Should Prostitution Be Legal?

I’m not sure (well, kinda) why there’s so much fear about prostitution being legal. If you want to know what evils await if prostitution is legalized in the US, you’ve only to look at wild and crazy Canada.

And no, I’m pretty sure that if someone rapes a prostitute in Canada, he won’t be prosecuted merely for theft, not anymore than killing a prostitute is destruction of property. The selling of sexual services is not a denial of personhood, no matter how much poeticl hyperbole you want to use.

Legal in every province?

If you decided to not “put sex on a pedestal”, it would still be assault/battery. Probably aggravated, given the circumstances would almost certainly involve penetration of the attacker’s “weapon” of choice into the internals of the victim.

Of course, one can also hold simultaneously the beliefs that “sex is something one should be allowed to consent to perform for money” and “sexual assault and rape are more serious crimes than mere assault”.

Interesting how you go directly to the notion of people as property, though. Telling.

What I want to know is, why don’t we see more brothels operating like the one I saw an ad for on CL the other week: “Star in your own porn movie! Pick the star, we’ll film it and edit it for $GOING_LOCAL_RATE_FOR_A_HOOKER+20.” There seems to me to be an inherent contradiction between porn (get paid to have sex) being legal where prostitution (get paid to have sex) is not, and I suspect that Cecil’s column holds the answer: prostitution is equally as irritating as many other relatively harmless vices, such as public drinking (not drunkenness, drinking), loitering, and what have you.

Yes. Criminal law is of federal jurisdiction exclusively. There are some activites related but not necessary to prostitution which are criminal but it’s quite possible to be a prostitute and not even have a theoretical risk of criminal conviction (absent a misapplication of the law by a judge).
I don’t know the civil law of every province, but I do that that a blanket prohibition of prostitution by a province or municipality would be tantamount to that province or municipality enacting a criminal provision, which is not in their power to do and so would be unconstitutional.

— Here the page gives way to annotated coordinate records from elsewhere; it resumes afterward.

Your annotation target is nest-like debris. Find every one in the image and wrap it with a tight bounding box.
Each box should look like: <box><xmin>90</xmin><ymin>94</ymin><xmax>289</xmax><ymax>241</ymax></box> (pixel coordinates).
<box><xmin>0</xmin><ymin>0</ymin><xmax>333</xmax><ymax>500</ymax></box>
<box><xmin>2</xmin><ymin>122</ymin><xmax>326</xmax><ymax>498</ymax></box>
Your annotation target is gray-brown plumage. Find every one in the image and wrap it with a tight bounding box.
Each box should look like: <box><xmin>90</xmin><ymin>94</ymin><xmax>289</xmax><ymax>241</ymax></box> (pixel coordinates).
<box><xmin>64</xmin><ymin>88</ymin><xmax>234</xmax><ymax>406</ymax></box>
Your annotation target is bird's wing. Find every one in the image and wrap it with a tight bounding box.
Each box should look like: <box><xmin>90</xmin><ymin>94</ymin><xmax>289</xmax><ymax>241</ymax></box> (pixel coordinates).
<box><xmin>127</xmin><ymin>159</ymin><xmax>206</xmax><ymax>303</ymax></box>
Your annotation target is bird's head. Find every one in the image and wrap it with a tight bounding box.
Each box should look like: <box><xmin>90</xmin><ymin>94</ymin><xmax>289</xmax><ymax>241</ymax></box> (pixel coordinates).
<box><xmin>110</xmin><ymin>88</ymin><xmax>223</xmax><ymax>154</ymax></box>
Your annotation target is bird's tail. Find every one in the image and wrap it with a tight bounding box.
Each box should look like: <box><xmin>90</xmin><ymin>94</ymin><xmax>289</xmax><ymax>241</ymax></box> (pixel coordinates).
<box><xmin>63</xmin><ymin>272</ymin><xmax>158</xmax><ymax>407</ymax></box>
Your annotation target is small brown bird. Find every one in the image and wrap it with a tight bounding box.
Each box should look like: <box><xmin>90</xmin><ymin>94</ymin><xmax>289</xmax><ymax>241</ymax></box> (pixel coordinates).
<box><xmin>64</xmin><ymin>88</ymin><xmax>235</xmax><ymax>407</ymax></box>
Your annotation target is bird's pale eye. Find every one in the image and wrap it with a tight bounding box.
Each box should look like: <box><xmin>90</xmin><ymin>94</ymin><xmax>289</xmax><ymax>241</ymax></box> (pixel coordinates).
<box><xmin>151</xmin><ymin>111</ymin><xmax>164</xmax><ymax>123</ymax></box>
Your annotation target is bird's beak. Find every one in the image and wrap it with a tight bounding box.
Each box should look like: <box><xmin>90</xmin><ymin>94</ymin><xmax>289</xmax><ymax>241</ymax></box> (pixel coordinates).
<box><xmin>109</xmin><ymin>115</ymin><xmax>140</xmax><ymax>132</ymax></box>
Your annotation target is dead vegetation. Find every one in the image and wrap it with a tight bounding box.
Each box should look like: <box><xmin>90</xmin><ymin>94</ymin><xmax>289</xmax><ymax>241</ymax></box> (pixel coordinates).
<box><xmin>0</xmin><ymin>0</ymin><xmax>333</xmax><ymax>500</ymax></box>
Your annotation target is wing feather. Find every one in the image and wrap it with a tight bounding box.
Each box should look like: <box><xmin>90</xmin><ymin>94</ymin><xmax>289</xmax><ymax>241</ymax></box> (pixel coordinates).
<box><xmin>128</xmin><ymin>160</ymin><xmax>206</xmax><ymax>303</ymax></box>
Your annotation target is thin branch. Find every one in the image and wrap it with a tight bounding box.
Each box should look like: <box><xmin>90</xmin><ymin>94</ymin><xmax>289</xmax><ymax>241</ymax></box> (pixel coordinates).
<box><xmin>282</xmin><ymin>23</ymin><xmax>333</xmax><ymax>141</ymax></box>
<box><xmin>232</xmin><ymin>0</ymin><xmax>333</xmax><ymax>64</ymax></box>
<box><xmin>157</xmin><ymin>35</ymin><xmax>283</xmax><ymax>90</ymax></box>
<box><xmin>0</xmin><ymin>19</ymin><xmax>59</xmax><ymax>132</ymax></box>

These are civil and (non criminal) penal matters. It’s penal in the same sense that a parking ticket is a penal (but not criminal) matter.
Now, it would be possible for a province or municipality to forbid some forms of prostitution, in the same way that it can forbid some forms of driving, some forms of liquor selling, some forms of industrial processing etc. For example, they could restrict the trade to some areas or impose minimum safety standards. These are civil and (non criminal) penal matters. It’s penal in the same sense that a parking ticket is a penal (but not criminal) matter because it attaches a penalty to breaking the law.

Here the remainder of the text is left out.